Banks mea culpa at taxpayers’ expense?

February 5, 2009

bac4The U.S. government has frowned upon banks using TARP money for things such as corporate jet travel, junkets to Las Vegas, and out-sized salaries.

But it hasn’t said anything about using the money to buy full page ads in major newspapers to try to win back some love from the American public.

For example, Bank of America, which this week said it was selling most of its corporate jet fleet, has been peppering the Wall Street Journal, New York Times and Financial Times with ads extollings its virtues for several days now.

On Thursday, for example, one of its ads proclaimed that “the foundation of this nation is its communities” before going on to brag about its ten-year $1.5 trillion community development initiative, and commitment to its goal of $2 billion in philanthropy over ten years, saying, “the renewed strength of this nation will come from deep within.”

The ad’s tag-line: “This is America. We keep moving forward.”

Other TARP recipients are also running advertisements.

JP Morgan, for example, has a recurring ad boasting it has lent $100 billion in the last quarter alone, apparently in response to criticism from the government banks are sitting on TARP money.

But it will only lend to quality borrowers. The JP Morgan ad’s copy includes the nugget, “it’s bad for the economy for banks to make loans customers cannot repay.” Life’s lessons learned.

Wells Fargo, and its recently acquired Wachovia Securities, have also been running ads. “You can depend on our sound investment principles,” goes the ad.

Citi has an ad bragging how it has provided capital for risk management to General Electric, which last quarter saw profits fall 44 percent.

Of course, advertising is part of any company’s arsenal for drumming up business.

But according to the Wall Street Journal’s web site, a full page ad with color can run anywhere between $175,304 and $264,426. So place an ad in the Journal, the Financial Times and the New York Times, and others, over multiple days, and a bank’s charm offensive can quickly run a bill in the millions.

Of course the banks’ advertising blitz is a rare piece of good news for another venerable industry some have suggested could one day come begging for taxpayer help: newspapers.

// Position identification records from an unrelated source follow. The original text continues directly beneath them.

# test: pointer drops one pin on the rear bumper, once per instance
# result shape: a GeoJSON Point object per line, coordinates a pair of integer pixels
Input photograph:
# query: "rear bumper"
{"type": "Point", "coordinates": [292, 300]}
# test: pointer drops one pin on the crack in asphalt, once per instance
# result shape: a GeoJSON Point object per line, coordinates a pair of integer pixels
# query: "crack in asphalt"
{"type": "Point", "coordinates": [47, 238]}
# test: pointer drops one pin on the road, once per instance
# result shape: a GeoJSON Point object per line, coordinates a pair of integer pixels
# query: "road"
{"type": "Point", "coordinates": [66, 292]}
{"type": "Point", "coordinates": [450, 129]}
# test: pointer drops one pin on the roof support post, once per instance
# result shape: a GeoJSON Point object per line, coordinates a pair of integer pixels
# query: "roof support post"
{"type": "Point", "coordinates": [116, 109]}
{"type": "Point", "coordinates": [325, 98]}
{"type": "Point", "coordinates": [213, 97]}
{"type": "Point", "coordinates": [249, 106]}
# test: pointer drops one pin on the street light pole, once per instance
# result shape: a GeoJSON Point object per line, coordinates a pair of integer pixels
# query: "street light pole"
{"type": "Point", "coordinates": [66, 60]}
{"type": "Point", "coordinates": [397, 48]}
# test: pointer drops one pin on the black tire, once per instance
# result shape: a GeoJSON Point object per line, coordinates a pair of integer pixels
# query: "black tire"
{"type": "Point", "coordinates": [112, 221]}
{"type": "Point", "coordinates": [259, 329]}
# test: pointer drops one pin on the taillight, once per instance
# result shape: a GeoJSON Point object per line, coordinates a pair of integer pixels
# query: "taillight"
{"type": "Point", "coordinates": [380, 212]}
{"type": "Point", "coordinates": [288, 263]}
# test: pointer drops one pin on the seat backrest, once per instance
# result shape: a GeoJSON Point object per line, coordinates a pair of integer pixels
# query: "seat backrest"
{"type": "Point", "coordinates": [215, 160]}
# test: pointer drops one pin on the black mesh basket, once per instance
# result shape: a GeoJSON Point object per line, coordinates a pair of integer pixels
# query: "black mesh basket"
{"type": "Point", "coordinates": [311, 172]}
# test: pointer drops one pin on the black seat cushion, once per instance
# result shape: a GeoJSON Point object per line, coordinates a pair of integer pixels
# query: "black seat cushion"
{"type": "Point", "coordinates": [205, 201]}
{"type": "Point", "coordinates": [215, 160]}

UPDATE: Wells Fargo over the weekend took the ad blitz up a notch with a signed letter by CEO John Stumpf that took a decidely sharper tone than some of the other full-page ads that have sought to soothe the public’s bailout-related anger.  In the letter, which begins “Okay, time out,” Stumpf bemoans the fact that public outrage forced the bank not only to cancel a Las Vegas trip (Stumpf insists “junket” is the wrong word) to reward top employees, but also that the bank now feels compelled to cancel all other employee “recognition events” for the rest of the year.

Questions for Mr. Stumpf: 1. If the bank feels so strongly about employee recognition, why not stick to its guns and spend to reward the deserving few, explaining the rationale to second-guessing politicians?  2. How many employee bonuses (or recognition payments) would the two ads that ran in the NY Times and Wall Street Journal (Dealzone is unaware of whether the ads ran in other publications) pay for?

Stumpf, who is one of 8 bank CEOs due to testify before the House Financial Services Committee on Wednesday, will have plenty of time to sound off to politicians about the themes of recognition, taxpayer bailouts and advertising. But a little advice from Dealzone: Given the chilly reception given in Washington to the likes of former Lehman CEO Dick Fuld and the automaker CEOs he might want to tone it down just a smidgen.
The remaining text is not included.